Minggu, 22 November 2009

Bukan Sekedar Romantisme: Bangkitnya Nagari Sungai Kamuyang di Tanah Minang


Oleh: Bambang Hudayana


Kesan Pertama yang Menggoda

Bulan Sepetember 2004 merupakan awal dari perkenalanku yang sangat berkesan dengan para anak nagari di tanah Minang. Selama satu minggu saya tinggal di kabupaten Limapuluh Kota untuk mempelajari Kebijakan Dana Alokasi Untuk Nagari (DAUN). Hari pertama tinggal di kabupaten penghasil gambir ini saya langsung terkesan oleh indahnya panorama alamnya. Kabupaten ini tidak kalah dengan Bukti Tinggi yang kaya dengan panorama perbukitan dan gunung-gunung yang berjenjang mengitarinya. Limapuluh Kota lebih dari itu karena menampilkan lembah dengan sawah yang subur dengan dikitari oleh bukit yang memancarkan air terjun dengan suasana yang lebih alami tanpa hilir mudik wisatawan dan desingan deru kendaraan yang memadati jalan raya.

Di Limapuluh Kota itu saya sepertinya membaca kembali etnografi klasik tentang kehidupan orang Minang. Memang masih kentara sekali keaslian komunitas Minang dapat dirasakan. Identitas Minang belum luntur dan bahkan terpelihara. Di dalam kota Payakumbuh banyak dijumpai rumah gadang yang melambangkan kuatnya tradisi matrilineal dan ekologi persawahan sebagai basis ekonomi. Memasuki wilayah pedesaan, rumah-rumah gadang pun tetap terpelihara dengan baik dan surau-surau tetap menjadi pusat dari kehidupan keagamaan dan berkembangnya kepribadian anak-anak nagari.

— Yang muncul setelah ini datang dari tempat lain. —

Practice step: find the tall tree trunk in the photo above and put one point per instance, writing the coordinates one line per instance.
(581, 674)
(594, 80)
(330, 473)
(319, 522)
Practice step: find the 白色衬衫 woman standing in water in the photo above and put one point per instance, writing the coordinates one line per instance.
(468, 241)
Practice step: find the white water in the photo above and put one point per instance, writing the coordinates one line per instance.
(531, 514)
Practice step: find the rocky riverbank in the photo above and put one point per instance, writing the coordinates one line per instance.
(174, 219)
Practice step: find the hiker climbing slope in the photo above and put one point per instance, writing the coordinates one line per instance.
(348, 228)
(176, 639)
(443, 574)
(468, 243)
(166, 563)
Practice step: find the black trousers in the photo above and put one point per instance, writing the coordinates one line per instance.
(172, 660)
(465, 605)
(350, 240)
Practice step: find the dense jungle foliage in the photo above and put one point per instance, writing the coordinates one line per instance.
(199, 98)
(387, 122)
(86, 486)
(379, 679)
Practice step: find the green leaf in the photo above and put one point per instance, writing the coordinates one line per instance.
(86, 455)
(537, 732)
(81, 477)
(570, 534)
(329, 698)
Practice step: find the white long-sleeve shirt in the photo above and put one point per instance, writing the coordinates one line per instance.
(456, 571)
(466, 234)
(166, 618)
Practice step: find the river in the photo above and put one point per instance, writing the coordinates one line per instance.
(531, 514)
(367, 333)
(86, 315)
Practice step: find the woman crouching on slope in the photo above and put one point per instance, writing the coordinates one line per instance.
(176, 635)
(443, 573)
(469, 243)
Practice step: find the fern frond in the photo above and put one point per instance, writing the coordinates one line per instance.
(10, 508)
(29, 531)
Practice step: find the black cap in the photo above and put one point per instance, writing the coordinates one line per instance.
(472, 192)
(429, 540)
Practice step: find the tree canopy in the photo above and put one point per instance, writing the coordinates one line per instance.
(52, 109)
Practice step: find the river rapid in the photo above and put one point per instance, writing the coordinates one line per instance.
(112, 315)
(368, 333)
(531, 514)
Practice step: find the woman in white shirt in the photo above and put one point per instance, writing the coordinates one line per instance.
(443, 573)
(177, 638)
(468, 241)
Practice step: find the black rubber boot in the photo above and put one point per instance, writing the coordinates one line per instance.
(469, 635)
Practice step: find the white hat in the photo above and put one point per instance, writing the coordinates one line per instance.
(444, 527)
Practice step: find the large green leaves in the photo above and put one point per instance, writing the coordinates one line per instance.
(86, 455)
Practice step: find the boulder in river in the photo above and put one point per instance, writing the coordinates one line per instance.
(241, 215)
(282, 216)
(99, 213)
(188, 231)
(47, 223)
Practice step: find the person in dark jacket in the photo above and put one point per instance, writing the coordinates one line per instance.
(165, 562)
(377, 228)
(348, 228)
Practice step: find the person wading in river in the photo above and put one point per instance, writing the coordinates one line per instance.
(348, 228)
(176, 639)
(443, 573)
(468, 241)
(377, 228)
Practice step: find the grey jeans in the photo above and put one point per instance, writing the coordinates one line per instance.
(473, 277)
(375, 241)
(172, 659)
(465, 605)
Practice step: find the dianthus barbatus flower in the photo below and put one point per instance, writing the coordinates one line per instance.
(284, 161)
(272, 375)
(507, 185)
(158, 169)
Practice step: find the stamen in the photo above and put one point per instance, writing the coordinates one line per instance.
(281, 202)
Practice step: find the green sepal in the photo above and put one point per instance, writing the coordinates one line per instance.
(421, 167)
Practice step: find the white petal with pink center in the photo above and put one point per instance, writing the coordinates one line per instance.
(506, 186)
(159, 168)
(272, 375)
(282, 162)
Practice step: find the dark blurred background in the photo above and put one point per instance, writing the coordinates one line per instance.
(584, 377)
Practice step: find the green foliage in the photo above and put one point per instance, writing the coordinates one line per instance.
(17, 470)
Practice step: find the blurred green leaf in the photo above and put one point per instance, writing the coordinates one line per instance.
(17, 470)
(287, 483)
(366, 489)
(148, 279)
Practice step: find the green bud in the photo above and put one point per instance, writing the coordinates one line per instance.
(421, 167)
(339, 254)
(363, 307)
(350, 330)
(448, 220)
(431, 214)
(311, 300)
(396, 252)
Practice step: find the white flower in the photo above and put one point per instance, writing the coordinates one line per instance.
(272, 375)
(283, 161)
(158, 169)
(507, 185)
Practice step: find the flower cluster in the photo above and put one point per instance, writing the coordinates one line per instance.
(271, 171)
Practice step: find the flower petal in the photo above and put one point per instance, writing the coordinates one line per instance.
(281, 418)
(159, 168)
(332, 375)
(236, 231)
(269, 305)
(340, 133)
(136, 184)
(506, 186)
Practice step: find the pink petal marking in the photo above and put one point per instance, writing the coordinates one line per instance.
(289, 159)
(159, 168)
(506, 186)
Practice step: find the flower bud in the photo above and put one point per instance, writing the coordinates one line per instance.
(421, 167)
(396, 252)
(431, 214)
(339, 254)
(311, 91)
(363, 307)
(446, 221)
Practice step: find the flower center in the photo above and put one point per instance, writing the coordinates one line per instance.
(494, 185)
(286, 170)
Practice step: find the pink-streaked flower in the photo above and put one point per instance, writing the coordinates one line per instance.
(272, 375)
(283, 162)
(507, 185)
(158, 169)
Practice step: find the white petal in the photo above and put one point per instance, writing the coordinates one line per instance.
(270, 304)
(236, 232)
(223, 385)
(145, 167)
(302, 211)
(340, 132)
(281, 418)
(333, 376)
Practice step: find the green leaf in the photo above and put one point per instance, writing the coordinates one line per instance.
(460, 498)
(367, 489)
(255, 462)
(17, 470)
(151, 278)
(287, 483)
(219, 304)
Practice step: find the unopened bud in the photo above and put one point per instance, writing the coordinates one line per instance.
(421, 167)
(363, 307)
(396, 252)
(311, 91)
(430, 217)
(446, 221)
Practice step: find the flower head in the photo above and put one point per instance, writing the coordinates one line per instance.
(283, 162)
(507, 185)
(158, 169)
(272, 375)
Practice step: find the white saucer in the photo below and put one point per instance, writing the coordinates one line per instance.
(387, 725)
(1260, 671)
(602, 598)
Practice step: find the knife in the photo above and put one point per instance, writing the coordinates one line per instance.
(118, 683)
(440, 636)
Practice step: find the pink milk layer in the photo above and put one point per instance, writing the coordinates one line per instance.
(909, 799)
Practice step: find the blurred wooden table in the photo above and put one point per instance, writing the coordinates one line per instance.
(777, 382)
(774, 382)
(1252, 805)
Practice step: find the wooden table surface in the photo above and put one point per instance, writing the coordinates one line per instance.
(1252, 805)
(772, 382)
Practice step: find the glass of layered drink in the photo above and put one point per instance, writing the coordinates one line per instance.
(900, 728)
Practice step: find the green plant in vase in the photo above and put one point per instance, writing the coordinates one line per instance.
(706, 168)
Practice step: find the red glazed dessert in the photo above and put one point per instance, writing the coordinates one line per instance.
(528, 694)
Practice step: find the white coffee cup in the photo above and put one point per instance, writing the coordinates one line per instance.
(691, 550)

Selama satu minggu tinggal di sana, saya juga menangkap kekhasan orang Minang yang hidup bersendikan pada budaya matrilineal dan agama yang kuat. Keduanya dipadukan dalam pepatah “Adat bersandi syarak, syarak bersandi kitabullah“. Pepatah ini mengamanatkan bahwa hidup orang Minang berpegang tegung pada kaidah-kaidah hukum adat yang menjunjung tinggi semangat keagamaan Islami“.

Kesan lain yang dialami bagi orang luar di tanah Minang adalah kemahiran pada diri kebanyakan anak nagari di dalam bercaka-cakap. Untian syair dan pepatah senantiasa dilantunkan ketika menggagas suatu masalah dan tidak ada kesulitan bagi mereka untuk berorasi. Akhirnya kesan lain yang memang relevan untuk kami kaji adalah kuatnya semangat orang Minang itu untuk menghidupkan kembali nagarinya. Saya lalu bertanya-tanya apa hebatnya nagari itu sehingga mereka tidak menyebut lagi dirinya sebagai orang Minang melainkan anak nagari.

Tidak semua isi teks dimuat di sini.